Consequently, the use of an antenna with a high overvoltage ratio is compatible with a B type reader. For such a reader, the electromagnetic carrier wave is always active as it is modulated at only 10 percent of its amplitude while it is poorly compatible with an A type reader. Furthermore, the small dampening effect obtained with an antenna having a high overvoltage ratio only slightly influences the shape of a wave modulated at 10 percent of its amplitude.
In order to use an antenna which is compatible for both reader types, a first solution consists in using an antenna having a reduced overvoltage ratio and with damping compatible with the requirements of standard A, although at the expense of the performance characteristics under standard B.

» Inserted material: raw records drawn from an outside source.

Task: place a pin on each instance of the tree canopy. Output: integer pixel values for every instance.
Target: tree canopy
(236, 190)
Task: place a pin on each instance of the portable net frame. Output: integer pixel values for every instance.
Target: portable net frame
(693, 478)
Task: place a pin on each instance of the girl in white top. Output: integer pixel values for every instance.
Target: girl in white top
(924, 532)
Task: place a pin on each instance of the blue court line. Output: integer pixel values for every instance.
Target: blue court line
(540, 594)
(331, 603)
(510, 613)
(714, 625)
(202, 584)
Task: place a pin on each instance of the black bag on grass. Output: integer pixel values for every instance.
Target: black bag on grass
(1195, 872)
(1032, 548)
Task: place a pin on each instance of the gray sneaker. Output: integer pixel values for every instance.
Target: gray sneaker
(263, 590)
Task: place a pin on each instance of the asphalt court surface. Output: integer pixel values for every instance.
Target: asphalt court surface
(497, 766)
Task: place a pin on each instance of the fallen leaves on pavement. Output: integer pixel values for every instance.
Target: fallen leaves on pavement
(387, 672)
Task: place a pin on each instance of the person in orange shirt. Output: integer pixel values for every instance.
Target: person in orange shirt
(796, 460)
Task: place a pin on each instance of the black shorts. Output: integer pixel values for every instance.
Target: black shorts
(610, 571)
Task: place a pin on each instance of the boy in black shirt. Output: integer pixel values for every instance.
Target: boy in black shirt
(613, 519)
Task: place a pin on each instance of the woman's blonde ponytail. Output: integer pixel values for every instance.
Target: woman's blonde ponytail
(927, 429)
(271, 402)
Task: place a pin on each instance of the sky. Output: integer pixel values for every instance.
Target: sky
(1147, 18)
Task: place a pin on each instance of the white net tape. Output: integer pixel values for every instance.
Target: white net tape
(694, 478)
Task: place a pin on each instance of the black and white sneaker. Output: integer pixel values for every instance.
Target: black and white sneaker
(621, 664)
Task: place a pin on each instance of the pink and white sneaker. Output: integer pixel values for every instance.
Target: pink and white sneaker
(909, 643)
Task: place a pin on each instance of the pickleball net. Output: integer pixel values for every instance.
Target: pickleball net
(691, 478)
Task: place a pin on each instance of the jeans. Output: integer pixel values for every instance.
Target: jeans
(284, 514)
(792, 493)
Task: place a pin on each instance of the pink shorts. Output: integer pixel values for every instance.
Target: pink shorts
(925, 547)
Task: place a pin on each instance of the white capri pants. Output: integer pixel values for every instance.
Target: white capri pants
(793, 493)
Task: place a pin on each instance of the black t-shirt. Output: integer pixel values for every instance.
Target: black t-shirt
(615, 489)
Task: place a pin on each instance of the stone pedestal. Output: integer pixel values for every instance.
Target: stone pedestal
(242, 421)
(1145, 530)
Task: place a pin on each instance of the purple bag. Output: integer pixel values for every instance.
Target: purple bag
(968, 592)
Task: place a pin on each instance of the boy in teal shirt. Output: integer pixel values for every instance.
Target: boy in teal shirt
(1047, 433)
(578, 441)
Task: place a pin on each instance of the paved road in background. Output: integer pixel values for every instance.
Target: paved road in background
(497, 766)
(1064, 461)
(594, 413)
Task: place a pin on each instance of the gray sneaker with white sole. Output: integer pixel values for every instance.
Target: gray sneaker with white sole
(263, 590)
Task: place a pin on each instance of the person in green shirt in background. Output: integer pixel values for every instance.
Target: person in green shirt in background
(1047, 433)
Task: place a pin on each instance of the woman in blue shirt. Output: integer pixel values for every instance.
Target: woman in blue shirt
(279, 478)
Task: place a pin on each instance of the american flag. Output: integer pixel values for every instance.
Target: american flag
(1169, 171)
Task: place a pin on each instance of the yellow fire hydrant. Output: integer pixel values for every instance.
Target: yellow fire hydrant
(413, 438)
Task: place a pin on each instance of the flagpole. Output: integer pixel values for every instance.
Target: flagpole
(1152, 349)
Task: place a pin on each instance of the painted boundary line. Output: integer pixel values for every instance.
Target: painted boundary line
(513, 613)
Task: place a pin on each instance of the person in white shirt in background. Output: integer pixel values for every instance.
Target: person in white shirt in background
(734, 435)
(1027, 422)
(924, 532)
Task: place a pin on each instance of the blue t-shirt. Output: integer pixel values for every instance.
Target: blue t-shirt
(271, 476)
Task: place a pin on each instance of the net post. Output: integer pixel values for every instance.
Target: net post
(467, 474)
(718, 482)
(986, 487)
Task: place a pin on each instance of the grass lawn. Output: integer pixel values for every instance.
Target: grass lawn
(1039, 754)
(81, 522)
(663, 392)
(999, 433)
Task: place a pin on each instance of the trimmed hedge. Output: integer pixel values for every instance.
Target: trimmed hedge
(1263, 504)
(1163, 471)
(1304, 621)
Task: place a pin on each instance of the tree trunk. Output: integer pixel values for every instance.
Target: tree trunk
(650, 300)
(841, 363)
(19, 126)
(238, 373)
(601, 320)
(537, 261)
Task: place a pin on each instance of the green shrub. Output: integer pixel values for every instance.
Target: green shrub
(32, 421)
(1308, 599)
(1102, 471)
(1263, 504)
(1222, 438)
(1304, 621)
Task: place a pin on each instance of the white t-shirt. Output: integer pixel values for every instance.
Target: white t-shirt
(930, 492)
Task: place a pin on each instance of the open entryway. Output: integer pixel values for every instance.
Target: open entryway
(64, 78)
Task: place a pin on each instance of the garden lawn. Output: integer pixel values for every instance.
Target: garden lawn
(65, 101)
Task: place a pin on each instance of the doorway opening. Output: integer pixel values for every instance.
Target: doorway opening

A second solution consists in using a linear amplifier with bipolar transistors, which enables the signal emitted by the antenna to be dampened so that the radiated field is zero during the splitting time. This solution allows the expected damping to be obtained at the expense of yield. The circuit has constant output impedance, although requires high polarization currents. Implementation of the circuit is more complex.
A third solution consists in using field effect transistors for switching, in order to reduce losses and to not penalize the range of the B type reader. Using such transistors switches the circuit between the “open” and “closed” positions and allows a maximum radiated field to be obtained by increasing the impedance presented when the circuit is open sustainably but at the expense of the wave form in the case of the type A protocol.